Zannedersem Almanya’da gurbetçi kod adıyla yaşayanların bir çoğu yine yaklaşan yaz tatillerinizi memleketlerine giderek kullanacaklar. Ve eminim ki sözüm ona dinlenmek için gidilen bu tatilin yorgunluğunu atmak için oturma salonunuzdaki kanepede üç haftalık tatile ihtiyacınız olacaktır.
Olacaktır diyorum, çünkü ben her tatil sonrası kendimi dinlenmiş, bütün bir senenin yorgunluğunu atmış, tekrar çalışma hırsıyla dolmuş bir şekilde, hissetmiyorum. Aksine kendimi asabi, yorgun, stres limitini doldurmuş, bir ağır depresyondan çıkıp daha ağır bir depresyona girmeye çabalar gibi hissediyorum.
Ve bendeki bu arızanın tıp dilinde bir karşılığı olduğunu zannetmiyorum. Fakat halk arasındaki adı “bluruppp blurupppp, höbülülü höbülülü, bana ne ya ben annemi istiyommm” olduğunu biliyorum. Belki aranızda bu rahatsızlığı bilmeyenler vardır diye bunun ne lanet bir hastalık olduğunu size açıklayayım:
Hastalığın oluşma dönemi:
Bu dönemde en önemli belirtilerden biri; hasta bir önceki sene memleket tatilinde yaşadıklarını unutarak, bu yıl yeni bir tatil planı yapmakla başlıyor. Sonralarıysa eş, dost, akrabaya alınacak hediyelerin seçimi ve bu hediyelerin ücretinin ödenmesiyle kişi ilk ağır darbesini almış bulunuyor. Sonra ya bilet (uçak, feribot, tren) ya da akaryakıt parası ödemek suretiyle ikinci ağır darbeye maruz kalan kişi anlaşılmaz bir şekilde kendini mutlu hisseder ve sanki Loto’dan 3-5 milyon Euro kazanmış gibi sürekli gülümser bir şekilde ortalıkta dolaşır.
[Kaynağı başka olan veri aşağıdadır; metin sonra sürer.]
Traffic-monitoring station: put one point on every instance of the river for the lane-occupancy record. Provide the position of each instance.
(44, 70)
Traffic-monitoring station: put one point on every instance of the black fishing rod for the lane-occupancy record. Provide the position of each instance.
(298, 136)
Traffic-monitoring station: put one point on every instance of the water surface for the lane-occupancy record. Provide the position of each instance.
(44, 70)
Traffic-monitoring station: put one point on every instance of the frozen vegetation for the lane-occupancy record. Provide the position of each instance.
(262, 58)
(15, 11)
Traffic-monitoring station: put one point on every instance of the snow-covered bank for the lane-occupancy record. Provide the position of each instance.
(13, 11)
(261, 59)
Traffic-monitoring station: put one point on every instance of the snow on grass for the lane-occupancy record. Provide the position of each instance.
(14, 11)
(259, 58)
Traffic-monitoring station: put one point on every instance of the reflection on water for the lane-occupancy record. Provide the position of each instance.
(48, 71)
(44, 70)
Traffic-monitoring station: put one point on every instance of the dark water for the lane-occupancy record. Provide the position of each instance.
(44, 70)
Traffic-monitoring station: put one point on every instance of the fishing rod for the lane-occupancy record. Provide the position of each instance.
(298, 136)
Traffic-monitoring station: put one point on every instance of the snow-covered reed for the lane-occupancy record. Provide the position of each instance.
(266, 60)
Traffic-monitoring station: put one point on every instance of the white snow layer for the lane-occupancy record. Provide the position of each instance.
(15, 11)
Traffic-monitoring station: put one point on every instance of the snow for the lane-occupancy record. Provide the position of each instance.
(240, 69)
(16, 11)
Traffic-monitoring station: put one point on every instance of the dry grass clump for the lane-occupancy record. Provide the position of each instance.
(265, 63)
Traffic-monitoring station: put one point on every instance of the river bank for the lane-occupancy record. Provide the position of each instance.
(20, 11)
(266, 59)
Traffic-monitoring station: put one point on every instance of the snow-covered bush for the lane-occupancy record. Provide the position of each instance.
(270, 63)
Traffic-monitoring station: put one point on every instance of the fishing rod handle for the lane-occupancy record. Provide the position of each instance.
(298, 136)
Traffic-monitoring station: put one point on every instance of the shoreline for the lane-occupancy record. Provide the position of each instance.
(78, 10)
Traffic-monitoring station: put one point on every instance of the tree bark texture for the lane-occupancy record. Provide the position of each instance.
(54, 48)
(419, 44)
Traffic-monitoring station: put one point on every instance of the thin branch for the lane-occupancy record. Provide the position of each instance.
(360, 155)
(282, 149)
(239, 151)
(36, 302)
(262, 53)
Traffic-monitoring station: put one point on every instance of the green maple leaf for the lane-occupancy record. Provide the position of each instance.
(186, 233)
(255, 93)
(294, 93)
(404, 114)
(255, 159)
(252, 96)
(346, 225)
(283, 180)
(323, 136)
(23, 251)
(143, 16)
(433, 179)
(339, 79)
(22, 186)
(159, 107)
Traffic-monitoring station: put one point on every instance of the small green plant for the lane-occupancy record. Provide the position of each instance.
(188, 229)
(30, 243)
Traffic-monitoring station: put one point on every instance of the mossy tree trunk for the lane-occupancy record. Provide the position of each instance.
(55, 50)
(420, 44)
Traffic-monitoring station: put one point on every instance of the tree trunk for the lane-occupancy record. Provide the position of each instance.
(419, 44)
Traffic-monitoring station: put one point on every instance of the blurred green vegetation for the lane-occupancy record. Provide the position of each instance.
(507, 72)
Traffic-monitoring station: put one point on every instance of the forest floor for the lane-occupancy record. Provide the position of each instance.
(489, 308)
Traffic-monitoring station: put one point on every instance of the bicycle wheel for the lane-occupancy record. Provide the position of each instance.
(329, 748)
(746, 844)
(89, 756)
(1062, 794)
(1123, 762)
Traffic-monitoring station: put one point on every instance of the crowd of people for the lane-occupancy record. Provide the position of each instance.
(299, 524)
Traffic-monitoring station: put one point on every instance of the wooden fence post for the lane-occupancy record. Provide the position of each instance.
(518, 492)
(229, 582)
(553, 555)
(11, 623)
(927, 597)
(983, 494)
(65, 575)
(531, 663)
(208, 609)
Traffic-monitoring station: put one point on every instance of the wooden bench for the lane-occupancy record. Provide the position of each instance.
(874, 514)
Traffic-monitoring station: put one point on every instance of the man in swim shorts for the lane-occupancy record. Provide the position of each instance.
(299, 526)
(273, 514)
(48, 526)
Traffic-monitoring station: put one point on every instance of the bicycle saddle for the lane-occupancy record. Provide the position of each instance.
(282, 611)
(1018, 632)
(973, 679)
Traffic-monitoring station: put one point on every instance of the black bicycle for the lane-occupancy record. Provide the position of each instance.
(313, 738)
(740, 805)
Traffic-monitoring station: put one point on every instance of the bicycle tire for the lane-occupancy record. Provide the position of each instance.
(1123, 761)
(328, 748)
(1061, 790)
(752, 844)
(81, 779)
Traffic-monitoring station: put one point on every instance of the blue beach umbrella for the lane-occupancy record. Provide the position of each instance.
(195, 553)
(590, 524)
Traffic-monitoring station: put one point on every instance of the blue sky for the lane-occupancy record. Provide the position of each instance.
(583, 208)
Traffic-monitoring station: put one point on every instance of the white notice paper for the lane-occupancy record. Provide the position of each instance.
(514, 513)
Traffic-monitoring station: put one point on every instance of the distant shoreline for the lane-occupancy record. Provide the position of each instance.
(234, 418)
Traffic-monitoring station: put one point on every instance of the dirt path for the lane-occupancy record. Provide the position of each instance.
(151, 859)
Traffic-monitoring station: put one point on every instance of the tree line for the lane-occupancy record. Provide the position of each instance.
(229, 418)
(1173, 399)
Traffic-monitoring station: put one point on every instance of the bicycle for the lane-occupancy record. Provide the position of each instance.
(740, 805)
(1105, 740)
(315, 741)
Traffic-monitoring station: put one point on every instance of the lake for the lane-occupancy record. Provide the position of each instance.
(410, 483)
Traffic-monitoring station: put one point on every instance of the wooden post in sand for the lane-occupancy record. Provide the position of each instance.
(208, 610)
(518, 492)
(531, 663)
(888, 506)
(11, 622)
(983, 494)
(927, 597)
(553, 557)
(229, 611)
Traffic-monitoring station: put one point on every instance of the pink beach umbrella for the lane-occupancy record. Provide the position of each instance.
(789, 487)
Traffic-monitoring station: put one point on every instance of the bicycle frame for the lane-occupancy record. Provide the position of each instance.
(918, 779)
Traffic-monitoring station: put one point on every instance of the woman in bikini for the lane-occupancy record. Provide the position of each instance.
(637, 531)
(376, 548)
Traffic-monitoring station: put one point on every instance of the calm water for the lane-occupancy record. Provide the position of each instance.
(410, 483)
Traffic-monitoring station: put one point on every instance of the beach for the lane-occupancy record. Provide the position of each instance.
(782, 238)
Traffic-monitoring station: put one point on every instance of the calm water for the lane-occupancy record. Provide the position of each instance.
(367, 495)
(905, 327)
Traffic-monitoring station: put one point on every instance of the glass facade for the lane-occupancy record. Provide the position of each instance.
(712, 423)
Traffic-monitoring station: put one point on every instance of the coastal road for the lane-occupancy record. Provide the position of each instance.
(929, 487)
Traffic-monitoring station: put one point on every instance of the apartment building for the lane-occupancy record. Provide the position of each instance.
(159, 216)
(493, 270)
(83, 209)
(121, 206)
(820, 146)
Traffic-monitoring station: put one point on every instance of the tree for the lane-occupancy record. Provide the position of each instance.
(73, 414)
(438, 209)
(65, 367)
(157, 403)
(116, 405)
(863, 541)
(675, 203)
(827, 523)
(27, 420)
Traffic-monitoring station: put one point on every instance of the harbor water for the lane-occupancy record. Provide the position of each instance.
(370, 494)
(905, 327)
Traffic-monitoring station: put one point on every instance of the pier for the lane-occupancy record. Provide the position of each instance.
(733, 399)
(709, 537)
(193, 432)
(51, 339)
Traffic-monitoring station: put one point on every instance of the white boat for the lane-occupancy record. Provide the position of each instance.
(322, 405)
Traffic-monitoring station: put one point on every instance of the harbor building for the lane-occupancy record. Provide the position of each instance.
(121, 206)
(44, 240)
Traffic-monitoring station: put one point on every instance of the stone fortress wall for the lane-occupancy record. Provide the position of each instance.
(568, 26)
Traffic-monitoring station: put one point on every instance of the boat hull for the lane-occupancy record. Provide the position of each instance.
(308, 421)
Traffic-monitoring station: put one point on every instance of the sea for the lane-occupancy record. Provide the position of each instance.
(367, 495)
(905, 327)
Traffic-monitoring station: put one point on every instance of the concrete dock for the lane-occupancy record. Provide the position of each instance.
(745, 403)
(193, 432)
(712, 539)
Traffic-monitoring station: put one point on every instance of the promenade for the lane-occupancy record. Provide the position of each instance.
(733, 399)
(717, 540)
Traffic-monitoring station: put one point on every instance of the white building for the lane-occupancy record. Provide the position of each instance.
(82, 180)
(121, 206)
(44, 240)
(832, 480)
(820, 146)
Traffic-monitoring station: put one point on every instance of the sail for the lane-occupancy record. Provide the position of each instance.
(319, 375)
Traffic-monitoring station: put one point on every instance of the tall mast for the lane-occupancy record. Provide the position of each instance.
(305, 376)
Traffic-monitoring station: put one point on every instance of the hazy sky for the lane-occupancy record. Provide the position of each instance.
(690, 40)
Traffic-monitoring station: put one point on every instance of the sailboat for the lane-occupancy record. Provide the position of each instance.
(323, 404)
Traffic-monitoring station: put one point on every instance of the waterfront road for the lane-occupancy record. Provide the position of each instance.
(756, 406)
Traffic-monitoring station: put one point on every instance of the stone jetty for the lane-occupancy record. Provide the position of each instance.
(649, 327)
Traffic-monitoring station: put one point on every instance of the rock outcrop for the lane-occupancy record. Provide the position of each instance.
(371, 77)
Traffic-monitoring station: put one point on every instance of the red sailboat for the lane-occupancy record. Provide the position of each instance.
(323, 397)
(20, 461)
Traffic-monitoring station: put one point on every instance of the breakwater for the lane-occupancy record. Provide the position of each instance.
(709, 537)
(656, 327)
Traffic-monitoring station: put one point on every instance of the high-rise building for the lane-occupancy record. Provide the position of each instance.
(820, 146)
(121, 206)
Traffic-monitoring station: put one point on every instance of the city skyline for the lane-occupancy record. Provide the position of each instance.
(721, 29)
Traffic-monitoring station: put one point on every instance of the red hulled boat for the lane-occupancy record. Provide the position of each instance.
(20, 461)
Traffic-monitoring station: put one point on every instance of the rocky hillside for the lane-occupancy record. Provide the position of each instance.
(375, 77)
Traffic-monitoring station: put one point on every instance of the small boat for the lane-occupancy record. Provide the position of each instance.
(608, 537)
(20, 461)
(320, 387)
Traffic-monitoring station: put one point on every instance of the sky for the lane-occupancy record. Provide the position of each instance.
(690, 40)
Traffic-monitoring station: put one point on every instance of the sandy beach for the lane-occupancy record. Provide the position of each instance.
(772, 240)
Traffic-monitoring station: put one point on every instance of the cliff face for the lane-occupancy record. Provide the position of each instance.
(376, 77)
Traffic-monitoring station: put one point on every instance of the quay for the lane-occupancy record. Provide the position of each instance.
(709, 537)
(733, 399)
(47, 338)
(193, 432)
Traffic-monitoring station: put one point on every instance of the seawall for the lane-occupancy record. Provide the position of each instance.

Bu belirtilere ek olarak bu oluşma dönemini daha ağır bir şekilde yaşayan hastalar da, memleketindeki “bok gibi parası var”, “acayip zengin”, “denizde kum bunda para” gibi sağlam(!) temellere dayalı olan Alamancı imajını çizdirmemek için yapılan eylemlere göre ikiye ayrılır:
1. Arabası olmasına rağmen ya borç, harç eli yüzü düzgün ikinci el Mercedes, BMW satın alır.
2. Ya da hepten tozutmuş olanlar sittim sene kredi ödemek kaydıyla gıcır, gıcır sıfır Mercedes ve BMW alırlar.
Hastalığın ilk belirtileri
a) Sıkça yaşanan karı koca kavgaların sonucu, ya boşanma ya da kocanın cinnet geçirmesi sonucunda boğazlanan eş.
b) Cümbür cemaat gidilen piknikte (mangal âleminde) çocukların kaybolması
c) Ailenin gelir ve giderleri arasındaki uçurumun büyümesi.
d) “Aman ya! ne olacak” felsefesinden güç alarak, işe zamanından bir hafta geç başlamak suretiyle işten kovulma.
e) Nerdeyse dünyanın tüm para birimlerinin ağır cinsel tacizine maruz kalmış Türk lirasının sıfırlarından gelen güçle kendini gerçekten zengin hissetme.
f) “Akşam körle haganigi gaganigi yapan sabah şaşı kalkar” ata sözünden(!) etkilenerek sılada bulunduğunuz sürenin sonuna doğru yavaş, yavaş aslında bu trafik kurallarının çok da gerekli olduğuna inanmama.
g) Akşamın karanlığında sıladaki evinize döner iken, sabah sapasağlam olan sokağınıza belediye tarafından açılan çukurun çevresine hiç bir uyarı işareti konulmadığı için siz langadanak (aniden) düştüğünüz 8 metrelik belediye çukurunun dibinde yarı bitkisel hayat girmiş bir şekilde yatar iken, bir belediye zabıtası çukurun başında bir yandan sakız çiğneyip diğer yandan “Kör müsün be kardeşim” diye sizi azarlaması.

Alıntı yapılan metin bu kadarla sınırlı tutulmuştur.